The White Rose is a 1923 American silent drama film directed by D. W. Griffith. The film was written, produced, and directed by Griffith, and stars Mae Marsh, Ivor Novello, Carol Dempster, and Neil Hamilton. Though this film is extant, it is one of Griffith's rarely seen films.

==Plot==
A wealthy young Southern aristocrat, Joseph, graduates from a seminary and, before he takes charge of his assigned parish, decides to go out and see what "the real world" is all about. He winds up in New Orleans and finds himself attracted to a poor, unsophisticated orphan girl, Bessie, that he meets at a dance hall. One thing leads to another, and before long Bessie finds that she is pregnant with Joseph's child.

==Production==
The film was shot in several locations throughout Florida and Louisiana; including in New Iberia and St. Martinville, Louisiana.

Lucille La Verne and Porter Strong played household servant roles in blackface.

==Reception==
The film was not well received.
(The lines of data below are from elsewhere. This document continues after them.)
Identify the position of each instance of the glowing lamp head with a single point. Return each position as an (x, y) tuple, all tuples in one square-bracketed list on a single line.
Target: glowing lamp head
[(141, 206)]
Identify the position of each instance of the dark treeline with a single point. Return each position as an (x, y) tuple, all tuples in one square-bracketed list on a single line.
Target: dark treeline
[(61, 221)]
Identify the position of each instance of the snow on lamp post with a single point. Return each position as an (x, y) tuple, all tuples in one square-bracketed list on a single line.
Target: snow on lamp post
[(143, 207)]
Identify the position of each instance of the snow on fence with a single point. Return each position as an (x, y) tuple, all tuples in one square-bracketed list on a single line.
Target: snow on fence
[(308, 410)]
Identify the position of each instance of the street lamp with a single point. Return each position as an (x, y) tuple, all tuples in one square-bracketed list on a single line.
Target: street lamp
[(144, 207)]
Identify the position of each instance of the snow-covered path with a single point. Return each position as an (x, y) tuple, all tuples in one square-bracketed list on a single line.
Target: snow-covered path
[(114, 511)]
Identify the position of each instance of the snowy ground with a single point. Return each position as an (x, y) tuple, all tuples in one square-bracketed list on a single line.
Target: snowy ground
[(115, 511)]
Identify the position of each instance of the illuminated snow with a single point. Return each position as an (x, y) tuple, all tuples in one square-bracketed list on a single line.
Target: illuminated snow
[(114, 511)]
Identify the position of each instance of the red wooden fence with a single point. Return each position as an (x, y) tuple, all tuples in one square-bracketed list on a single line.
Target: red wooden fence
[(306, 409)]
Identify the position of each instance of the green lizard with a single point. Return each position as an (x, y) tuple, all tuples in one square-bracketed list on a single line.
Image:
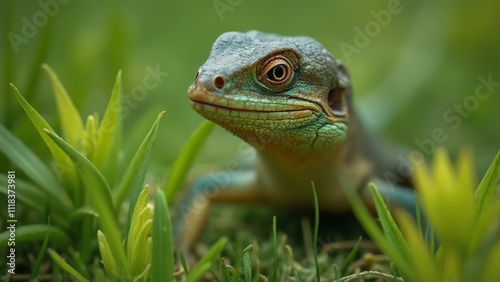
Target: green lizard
[(290, 99)]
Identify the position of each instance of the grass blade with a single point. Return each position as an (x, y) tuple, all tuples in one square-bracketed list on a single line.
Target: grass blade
[(206, 261), (36, 232), (391, 230), (136, 171), (198, 272), (64, 265), (109, 132), (274, 276), (316, 228), (373, 230), (185, 159), (96, 185), (20, 155), (35, 198), (348, 260), (64, 165), (247, 266), (71, 121), (41, 255), (162, 268), (486, 190), (426, 270)]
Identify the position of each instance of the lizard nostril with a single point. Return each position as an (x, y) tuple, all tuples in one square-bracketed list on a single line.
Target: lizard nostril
[(219, 82)]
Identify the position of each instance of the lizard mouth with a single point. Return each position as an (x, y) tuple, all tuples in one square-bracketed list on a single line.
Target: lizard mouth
[(245, 106)]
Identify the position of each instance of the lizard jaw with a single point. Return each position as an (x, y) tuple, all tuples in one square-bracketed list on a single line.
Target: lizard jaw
[(240, 106)]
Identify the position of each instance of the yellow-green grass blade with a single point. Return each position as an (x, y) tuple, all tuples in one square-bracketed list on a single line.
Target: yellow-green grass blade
[(98, 195), (186, 157), (163, 257), (71, 121), (486, 190), (373, 230)]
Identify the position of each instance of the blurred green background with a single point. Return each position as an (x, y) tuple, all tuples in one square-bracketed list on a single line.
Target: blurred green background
[(410, 72)]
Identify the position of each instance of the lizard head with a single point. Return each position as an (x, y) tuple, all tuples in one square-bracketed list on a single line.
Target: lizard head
[(284, 94)]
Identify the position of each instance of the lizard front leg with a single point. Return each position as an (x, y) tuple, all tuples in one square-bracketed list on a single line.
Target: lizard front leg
[(193, 210)]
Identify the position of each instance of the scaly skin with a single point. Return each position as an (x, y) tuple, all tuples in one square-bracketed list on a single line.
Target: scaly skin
[(290, 99)]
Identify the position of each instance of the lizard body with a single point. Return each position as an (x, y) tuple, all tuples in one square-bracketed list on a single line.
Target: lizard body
[(291, 100)]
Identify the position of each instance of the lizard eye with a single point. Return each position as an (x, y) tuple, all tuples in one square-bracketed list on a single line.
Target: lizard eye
[(276, 73)]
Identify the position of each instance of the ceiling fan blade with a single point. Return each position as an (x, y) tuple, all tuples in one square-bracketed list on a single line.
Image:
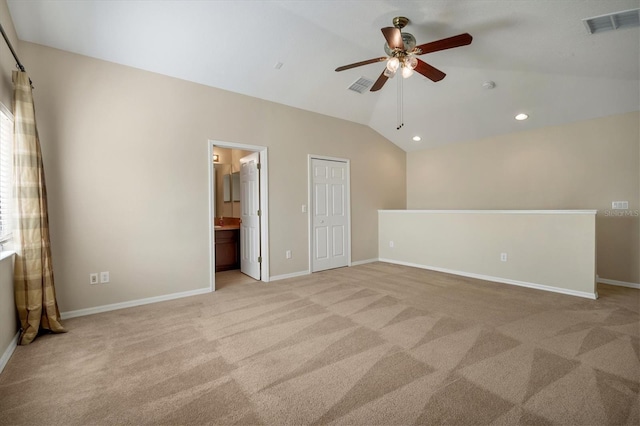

It was viewed as another typical story of the young innocent girl robbed of her purity told at a very slow pace.

==Retrospective appraisal==
Biographer and film critic Edward Wagenknecht characterizes The White Rose as "a kind of elaboration of the unwed mother portion of Way Down East (1920), though with a less innocent heroine." Praising the landscape shots that create the atmosphere of the Southern town and countryside, Wagenknecht registered this objection: "Symbolism was used too freely—as when the rose droops to indicate the passing of a night of love which Mae Marsh and Ivor Novello spend by the river and the changes it has wrought."

==Preservation status==
Prints of The White Rose are listed as being located at the George Eastman House Motion Picture Collection, UCLA Film & Television Archive, Academy Film Archive, and several other film archives.